Google Refine extension
From LinkedGov
Google Refine uses a modular web framework called "Butterfly" to allow custom extensions to be built and make use of Refine's core functionality.
Extensions tend to be a mixture of front-end code (JavaScript and UI modifications) and back-end code (Java commands & servlets), and exist as a folder in the "extensions" folder in Refine's root directory.
The LinkedGov extension modifies Refine's "index" page - Extension/index_page - mainly to include a metadata form and it's "project" page - Extension/project_page - mainly to include the "Typing" panel - Extension/typing panel.
Contents |
Overview
https://github.com/linkedgov/linkedgov-google-refine-extension
The LinkedGov UI skin for Google Refine should exist as an extension in the /extensions folder.
The extension also relies on the RDF extension.
Folder structure
See Extension/folder structure
Code structure
Pages
There are only two pages to work with in Google Refine.
The index page is the landing page once the Refine servlet has started - from here you are able to create a project, import a project or open an existing project.
The project page is where the data manipulation is carried out - much like a worksheet in spreadsheet software.
LinkedGov adds modifications to both pages.
Index page
Shows a particular panel depending on the "mode" parameter that's passed to the page in the URL from the menu page.
Home to the "import" screen and "resume" screen - used to begin a "project" (Refine's terminology).
Project page
The "project" page in Refine is the page that is home to the data table, allowing data manipulation, transformation and so on.
The LinkedGov extension adds a number of additional "panels" on the left-hand-side - that allow the user to clean, link and label data.
Installation
- Download and install Google Refine (version 2.5 or higher): http://code.google.com/p/google-refine/source/checkout.
- Download the LinkedGov extension from GitHub: https://github.com/linkedgov/linkedgov-google-refine-extension.
- Download the RDF extension by DERI: http://lab.linkeddata.deri.ie/2010/grefine-rdf-extension/.
- Extract both of the extensions into their own folders named "linkedgov" and "rdf-extension", and place them inside Google Refine's "extensions" directory:
- Add 4 lines of 'ant' code (2 'build' lines and 2 'clean' lines) to the "build.xml" file that's found in the extensions folder:
<ant dir="rdf-extension/" target="build" /> <ant dir="linkedgov/" target="build" />
and
<ant dir="rdf-extension/" target="clean" /> <ant dir="linkedgov/" target="clean" />
- Rebuild Refine by typing in the terminal command while inside the main Refine directory, "ant" (you should see a "Build Successful" message).
- Run Google Refine by typing in the terminal command "./refine" (or the equivalent for a particular operating system).
Modifying Refine
See Extension/modification regarding changes to Refine's default behaviour.
Styling
Styling the pages is fairly straightforward.
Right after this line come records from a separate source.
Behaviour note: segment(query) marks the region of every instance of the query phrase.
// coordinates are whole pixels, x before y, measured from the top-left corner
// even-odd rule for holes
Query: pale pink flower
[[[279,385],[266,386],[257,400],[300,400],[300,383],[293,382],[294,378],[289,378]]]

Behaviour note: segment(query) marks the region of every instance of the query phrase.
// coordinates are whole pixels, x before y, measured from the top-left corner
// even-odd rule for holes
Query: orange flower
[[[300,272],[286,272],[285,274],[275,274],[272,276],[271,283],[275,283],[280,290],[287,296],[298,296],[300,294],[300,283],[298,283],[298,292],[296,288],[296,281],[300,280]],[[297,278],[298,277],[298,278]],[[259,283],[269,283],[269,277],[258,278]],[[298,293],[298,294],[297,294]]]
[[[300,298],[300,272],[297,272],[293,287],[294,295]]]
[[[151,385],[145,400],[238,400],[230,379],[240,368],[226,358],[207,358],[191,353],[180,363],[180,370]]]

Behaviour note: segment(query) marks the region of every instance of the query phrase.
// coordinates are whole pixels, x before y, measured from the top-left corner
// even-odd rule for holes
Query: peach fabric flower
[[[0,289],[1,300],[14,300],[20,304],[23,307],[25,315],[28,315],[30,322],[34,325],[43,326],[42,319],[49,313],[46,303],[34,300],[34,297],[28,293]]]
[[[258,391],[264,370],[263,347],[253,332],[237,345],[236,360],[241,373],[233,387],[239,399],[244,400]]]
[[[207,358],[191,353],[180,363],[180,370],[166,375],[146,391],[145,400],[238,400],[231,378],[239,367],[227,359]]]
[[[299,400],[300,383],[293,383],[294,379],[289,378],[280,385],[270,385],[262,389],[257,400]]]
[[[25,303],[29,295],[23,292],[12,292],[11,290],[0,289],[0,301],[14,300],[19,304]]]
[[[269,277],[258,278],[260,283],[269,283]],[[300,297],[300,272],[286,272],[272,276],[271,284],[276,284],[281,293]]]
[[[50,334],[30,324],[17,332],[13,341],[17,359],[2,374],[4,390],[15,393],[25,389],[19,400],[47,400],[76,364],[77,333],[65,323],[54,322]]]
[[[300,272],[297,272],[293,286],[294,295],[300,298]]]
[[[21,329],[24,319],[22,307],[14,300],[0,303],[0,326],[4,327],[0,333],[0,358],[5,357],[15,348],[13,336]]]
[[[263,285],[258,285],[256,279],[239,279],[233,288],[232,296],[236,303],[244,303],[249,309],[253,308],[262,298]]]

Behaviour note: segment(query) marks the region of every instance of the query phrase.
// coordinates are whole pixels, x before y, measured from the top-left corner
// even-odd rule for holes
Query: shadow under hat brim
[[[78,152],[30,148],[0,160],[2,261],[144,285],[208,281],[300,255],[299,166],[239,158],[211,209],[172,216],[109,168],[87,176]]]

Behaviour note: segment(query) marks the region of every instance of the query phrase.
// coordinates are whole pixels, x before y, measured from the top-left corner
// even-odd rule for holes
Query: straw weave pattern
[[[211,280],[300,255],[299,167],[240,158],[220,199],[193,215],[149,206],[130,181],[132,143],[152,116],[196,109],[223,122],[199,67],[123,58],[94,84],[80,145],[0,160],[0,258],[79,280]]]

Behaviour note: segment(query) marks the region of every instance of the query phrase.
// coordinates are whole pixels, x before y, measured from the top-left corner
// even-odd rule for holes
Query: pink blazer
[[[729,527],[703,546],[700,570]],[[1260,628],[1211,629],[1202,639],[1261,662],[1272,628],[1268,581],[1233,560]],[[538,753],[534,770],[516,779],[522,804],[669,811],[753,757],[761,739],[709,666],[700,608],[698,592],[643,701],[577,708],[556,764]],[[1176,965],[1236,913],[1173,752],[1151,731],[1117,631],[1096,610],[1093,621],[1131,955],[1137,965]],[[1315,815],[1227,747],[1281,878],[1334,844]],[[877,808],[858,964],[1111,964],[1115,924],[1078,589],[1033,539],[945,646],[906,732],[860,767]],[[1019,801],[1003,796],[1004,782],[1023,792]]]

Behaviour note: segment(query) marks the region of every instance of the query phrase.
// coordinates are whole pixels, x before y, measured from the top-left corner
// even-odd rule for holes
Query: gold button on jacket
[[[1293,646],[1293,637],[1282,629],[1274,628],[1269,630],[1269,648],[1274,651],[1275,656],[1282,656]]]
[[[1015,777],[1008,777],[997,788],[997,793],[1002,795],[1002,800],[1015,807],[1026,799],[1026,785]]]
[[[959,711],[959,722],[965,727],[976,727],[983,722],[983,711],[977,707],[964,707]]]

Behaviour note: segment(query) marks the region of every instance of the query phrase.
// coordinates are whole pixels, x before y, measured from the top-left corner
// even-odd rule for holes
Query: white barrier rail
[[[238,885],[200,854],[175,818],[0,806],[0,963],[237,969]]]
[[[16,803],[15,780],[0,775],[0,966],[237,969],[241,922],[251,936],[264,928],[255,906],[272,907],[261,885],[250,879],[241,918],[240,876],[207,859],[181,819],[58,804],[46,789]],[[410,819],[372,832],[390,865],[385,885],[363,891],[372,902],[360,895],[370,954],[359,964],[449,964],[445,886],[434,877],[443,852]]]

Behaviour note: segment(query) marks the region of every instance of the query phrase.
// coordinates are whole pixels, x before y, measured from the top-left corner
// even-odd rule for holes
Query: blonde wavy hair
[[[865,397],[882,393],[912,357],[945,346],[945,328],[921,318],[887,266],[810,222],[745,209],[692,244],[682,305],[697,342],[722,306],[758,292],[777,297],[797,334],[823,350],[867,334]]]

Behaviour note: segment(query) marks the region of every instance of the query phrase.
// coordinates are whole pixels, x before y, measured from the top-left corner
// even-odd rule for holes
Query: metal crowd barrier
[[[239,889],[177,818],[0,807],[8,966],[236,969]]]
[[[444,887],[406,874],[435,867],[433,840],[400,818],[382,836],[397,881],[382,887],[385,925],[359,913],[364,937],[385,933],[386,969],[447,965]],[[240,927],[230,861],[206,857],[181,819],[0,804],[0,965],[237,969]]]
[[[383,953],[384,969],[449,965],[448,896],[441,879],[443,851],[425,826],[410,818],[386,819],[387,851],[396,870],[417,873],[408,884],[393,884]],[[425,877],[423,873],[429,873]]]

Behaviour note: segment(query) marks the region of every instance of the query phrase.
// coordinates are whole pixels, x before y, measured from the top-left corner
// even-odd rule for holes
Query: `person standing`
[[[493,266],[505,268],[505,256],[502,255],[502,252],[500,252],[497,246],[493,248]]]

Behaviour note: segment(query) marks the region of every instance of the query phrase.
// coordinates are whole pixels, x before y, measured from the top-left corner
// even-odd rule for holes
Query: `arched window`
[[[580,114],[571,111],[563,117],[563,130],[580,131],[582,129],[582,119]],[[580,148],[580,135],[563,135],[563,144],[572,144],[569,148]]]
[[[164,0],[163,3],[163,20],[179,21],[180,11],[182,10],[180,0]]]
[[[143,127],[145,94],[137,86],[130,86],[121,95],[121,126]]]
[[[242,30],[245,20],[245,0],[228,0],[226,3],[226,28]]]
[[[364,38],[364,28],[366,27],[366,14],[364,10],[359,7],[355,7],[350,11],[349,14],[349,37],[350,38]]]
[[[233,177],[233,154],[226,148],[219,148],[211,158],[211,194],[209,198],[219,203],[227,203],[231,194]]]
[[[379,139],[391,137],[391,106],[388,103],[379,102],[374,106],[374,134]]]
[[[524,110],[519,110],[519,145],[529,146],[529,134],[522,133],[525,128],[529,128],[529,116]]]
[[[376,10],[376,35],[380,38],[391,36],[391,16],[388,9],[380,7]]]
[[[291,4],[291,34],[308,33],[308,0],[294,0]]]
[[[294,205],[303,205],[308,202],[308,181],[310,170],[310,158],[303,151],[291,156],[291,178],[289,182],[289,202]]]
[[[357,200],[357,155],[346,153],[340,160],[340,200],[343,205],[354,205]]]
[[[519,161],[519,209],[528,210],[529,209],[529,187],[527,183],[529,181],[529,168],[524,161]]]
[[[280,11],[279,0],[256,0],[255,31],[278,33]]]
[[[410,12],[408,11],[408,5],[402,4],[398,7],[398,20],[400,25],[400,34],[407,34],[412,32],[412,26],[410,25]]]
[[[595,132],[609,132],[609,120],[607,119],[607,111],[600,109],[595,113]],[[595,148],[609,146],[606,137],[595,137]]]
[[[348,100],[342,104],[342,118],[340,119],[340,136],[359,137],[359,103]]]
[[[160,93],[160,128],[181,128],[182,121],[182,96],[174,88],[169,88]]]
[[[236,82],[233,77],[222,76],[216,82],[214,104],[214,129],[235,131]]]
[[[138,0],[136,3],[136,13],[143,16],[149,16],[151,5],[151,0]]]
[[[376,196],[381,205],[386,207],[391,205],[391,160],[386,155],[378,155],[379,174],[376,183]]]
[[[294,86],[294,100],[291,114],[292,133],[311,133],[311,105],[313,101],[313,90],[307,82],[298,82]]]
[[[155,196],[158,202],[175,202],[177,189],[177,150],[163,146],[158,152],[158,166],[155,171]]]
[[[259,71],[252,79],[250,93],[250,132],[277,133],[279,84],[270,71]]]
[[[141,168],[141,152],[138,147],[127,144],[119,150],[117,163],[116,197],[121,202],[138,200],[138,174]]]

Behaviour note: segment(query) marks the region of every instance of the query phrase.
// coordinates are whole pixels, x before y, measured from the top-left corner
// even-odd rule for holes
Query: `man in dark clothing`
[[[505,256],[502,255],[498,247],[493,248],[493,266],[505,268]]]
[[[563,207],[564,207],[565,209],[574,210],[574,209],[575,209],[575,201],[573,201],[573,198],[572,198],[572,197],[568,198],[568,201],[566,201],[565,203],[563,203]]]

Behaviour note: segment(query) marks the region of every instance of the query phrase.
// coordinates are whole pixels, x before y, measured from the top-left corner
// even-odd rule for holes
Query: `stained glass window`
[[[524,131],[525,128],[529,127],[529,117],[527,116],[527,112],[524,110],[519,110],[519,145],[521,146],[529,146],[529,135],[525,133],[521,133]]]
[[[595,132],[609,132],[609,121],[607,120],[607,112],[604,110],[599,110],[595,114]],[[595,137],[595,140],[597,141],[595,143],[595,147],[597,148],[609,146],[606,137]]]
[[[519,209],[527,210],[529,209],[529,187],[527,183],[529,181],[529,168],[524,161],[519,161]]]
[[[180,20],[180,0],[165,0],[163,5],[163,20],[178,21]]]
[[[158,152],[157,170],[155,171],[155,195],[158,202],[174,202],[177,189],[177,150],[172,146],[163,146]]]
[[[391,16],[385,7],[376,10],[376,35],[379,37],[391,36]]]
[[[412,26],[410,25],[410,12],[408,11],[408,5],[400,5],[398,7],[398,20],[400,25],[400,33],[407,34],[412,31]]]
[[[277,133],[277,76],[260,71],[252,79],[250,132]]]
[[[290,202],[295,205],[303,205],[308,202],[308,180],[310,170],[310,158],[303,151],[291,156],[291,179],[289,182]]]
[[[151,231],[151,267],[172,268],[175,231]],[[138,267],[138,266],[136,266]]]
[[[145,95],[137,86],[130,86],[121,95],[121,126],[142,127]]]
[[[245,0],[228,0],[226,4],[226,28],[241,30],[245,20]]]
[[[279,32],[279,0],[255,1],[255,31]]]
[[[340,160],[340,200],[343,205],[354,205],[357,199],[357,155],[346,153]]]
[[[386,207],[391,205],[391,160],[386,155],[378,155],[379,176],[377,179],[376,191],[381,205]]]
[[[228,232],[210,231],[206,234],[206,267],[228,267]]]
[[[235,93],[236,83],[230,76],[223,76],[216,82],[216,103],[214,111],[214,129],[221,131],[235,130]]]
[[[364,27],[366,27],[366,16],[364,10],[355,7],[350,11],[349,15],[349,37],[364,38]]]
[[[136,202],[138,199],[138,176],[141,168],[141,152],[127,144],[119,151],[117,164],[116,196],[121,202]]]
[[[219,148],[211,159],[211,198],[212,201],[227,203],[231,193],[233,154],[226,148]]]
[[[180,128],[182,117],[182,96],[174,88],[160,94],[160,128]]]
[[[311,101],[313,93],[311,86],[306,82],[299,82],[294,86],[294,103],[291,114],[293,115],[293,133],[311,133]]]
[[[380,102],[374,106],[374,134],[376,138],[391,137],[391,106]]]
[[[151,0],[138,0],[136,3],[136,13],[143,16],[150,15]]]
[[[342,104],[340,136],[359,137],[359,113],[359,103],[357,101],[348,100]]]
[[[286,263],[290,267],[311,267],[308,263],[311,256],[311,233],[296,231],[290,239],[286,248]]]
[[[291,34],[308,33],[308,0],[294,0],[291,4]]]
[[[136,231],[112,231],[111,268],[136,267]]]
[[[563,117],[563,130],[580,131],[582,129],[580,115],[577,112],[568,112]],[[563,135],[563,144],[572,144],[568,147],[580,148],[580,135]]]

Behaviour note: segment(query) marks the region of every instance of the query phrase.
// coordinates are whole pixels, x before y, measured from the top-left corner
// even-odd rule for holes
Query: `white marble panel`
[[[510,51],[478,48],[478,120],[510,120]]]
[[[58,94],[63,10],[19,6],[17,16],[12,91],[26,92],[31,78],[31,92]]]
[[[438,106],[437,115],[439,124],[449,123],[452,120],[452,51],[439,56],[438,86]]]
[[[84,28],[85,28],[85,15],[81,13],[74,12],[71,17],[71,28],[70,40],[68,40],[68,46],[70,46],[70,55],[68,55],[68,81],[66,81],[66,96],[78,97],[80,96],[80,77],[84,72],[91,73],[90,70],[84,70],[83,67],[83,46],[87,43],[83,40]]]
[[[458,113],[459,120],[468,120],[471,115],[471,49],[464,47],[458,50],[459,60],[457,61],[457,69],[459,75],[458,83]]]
The index.js and project.js files both add the class "lg" to the <body> element on each page. Each CSS file then styles any Refine elements or LinkedGov elements using "body.lg" as a prefix.
There's a mixture of CSS and LESS files for styles.
Dialogs
See Extension/Dialogs.
Feedback form
Across the Importer is a feedback form.
See Extension/feedback_form for more information.
RDF output
See Extension/RDF & Extension/RDF Schema.
RDF (Resource Description Framework) data is produced behind the scenes when interacting with the wizards and cleaning data. It's produced using functionality from the RDF Extension built by DERI.
Examples of the data & structure generated:
- RDF/Refine_output Output for a row in Refine
- RDF/Refine_metadata_output Output for dataset metadata
- RDF/Refine_dataset_output Example output of the whole dataset
Example datasets
A list of good and bad example datasets (locations, contents) have been compiled here: Extension/Example_datasets
Unacceptable data
- Personal data (telephone numbers, house addresses)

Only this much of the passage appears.